Maybe, in the end, the simple answer is that he should have just called it fiction. There’s a thriving tradition of writing first ‘novels’ that are thinly disguised biographies.
Tue, 16, Jun, 2009 at 6:51 pm
There’s lots of police blogs in the UK and they are very, very interesting. You really do get a real feel of how the police feel.
In general, when describing day in day out activities, I often feel quite sympathetic to some of the stuff they describe where they are basically being asked to do something impossible – ie solve social problems with a stick and harsh words.
But then they kill someone, or beat them up or something and they all leap up and down saying the cops are always right and whacking a protester is one of the perks of the job – so I stop feeling sympathy.
Anthropology wise it’s probably a very good insight into their culture and mindset – with both the highs and lows that this entails
Tue, 16, Jun, 2009 at 7:52 pm
Yeah I’ve been thinking this afternoon that I should start reading some of them. I heard a trailer yesterday on Radio 4 for one that’s being serialised, so I may start tuning into that too.
To be a little less flippant than I was being in the post, I’m sure that, like any profession, there are a thousand shades of grey. It is hard to be sympathetic to the police. But beyond the “know your enemy” cliche, its impossible to be able to fully critique any particular situation – let alone think of alternatives/solutions – unless you really know it from both sides.

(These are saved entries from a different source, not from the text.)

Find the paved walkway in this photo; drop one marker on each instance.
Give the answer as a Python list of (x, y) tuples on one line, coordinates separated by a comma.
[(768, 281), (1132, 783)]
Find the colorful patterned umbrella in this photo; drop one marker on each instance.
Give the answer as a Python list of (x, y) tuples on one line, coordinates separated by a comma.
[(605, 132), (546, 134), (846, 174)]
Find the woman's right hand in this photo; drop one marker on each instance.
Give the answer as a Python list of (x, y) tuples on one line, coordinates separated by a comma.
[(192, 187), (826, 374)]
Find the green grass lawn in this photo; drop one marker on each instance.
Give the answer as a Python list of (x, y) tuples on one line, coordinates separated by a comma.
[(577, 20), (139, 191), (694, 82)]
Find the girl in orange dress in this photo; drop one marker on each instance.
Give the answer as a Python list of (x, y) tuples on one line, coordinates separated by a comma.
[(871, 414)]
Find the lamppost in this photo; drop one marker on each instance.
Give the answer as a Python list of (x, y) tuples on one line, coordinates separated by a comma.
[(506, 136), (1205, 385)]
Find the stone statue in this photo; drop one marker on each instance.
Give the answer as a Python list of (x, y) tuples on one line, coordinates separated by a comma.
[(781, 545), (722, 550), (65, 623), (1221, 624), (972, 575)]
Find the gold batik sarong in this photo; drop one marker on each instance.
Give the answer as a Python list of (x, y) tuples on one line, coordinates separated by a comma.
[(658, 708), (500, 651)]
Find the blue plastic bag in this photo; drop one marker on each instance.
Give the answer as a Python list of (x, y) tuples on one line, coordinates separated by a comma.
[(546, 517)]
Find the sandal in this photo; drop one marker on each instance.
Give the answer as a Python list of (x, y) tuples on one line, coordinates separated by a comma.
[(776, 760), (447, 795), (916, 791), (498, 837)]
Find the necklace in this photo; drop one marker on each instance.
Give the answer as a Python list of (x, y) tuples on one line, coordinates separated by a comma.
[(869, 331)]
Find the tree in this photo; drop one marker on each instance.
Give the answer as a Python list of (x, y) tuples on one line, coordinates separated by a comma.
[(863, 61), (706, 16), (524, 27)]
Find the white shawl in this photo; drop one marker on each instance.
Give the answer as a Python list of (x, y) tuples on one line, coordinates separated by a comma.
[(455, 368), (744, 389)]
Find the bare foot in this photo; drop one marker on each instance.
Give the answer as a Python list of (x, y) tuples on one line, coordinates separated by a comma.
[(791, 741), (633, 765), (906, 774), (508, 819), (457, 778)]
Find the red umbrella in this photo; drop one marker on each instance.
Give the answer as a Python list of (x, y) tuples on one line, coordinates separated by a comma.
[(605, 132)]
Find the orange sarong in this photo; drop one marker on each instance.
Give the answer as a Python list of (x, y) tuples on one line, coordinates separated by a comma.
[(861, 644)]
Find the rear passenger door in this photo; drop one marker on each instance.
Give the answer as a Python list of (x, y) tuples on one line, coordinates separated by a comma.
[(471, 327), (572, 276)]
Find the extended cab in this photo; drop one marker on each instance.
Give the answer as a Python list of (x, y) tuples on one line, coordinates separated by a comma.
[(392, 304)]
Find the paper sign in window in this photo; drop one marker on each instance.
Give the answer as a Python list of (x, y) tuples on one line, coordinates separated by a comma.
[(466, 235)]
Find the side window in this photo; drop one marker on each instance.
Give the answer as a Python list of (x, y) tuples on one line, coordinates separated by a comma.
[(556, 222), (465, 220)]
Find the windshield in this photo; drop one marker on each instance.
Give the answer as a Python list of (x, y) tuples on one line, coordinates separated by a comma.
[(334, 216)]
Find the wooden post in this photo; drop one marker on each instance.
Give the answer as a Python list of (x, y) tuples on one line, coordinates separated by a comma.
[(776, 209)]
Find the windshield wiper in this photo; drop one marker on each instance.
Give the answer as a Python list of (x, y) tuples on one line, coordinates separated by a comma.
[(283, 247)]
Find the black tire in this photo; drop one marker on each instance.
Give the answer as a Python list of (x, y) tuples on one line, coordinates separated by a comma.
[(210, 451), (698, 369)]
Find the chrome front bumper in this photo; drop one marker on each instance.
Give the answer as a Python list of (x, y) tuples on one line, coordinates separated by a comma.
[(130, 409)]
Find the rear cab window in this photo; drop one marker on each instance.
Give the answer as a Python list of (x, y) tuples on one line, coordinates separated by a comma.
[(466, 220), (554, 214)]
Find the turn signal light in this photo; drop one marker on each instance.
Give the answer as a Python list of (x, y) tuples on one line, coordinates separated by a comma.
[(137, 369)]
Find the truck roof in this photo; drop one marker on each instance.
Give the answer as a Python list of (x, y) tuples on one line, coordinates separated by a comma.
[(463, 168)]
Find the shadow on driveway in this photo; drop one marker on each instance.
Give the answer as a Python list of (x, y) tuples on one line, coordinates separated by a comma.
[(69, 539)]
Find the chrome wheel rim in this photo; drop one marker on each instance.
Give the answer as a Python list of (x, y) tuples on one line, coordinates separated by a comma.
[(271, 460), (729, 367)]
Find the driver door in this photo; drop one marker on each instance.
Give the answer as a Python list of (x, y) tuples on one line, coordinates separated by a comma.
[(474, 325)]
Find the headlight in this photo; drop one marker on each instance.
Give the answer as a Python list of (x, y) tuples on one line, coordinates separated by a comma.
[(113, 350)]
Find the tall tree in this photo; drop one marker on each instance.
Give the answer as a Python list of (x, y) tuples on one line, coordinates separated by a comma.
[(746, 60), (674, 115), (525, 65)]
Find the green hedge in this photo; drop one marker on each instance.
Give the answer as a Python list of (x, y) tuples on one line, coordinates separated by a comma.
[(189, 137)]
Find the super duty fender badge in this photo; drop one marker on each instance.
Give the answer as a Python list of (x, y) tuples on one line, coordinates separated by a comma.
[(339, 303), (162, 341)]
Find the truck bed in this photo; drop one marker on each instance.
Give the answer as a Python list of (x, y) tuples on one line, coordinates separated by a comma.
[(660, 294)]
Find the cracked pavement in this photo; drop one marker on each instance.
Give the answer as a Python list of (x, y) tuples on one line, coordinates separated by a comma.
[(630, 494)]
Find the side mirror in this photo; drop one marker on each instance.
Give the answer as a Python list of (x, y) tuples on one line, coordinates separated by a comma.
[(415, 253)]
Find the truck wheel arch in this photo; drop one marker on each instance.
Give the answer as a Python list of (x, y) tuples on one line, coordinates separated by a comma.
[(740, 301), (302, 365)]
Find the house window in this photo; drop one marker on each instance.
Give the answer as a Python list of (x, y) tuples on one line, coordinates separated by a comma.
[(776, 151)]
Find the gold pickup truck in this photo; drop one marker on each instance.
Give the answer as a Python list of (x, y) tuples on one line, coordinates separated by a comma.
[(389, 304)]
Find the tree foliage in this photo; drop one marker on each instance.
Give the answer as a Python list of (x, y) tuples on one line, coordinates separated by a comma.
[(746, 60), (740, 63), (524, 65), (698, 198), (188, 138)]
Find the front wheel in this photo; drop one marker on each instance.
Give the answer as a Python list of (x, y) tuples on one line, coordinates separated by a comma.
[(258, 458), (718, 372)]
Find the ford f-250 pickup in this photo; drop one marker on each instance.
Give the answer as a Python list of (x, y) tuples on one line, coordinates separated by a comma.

Learning more about why the police do what they do, the reasoning behind their actions, can only help. Its very tempting to dismiss them as mindless thugs, especially in the wake of the kind of shit coming out about the G8. But painting stereotypes doesn’t help us.
Which is a pity. Because its so much easier.
So yes, I’m going to take your advice and start reading some of them.
But you know I think this comes back to the conversation we were having a while back about The Wire. What made that program so compelling was the way in which it laid out the bigger picture: that indeed there is something utterly wrong with solving social problems with a baton. But that this is the solution that comes hand-in-hand with our contemporary concepts of politics, of justice, of entitlement and responsibility, of capitalism.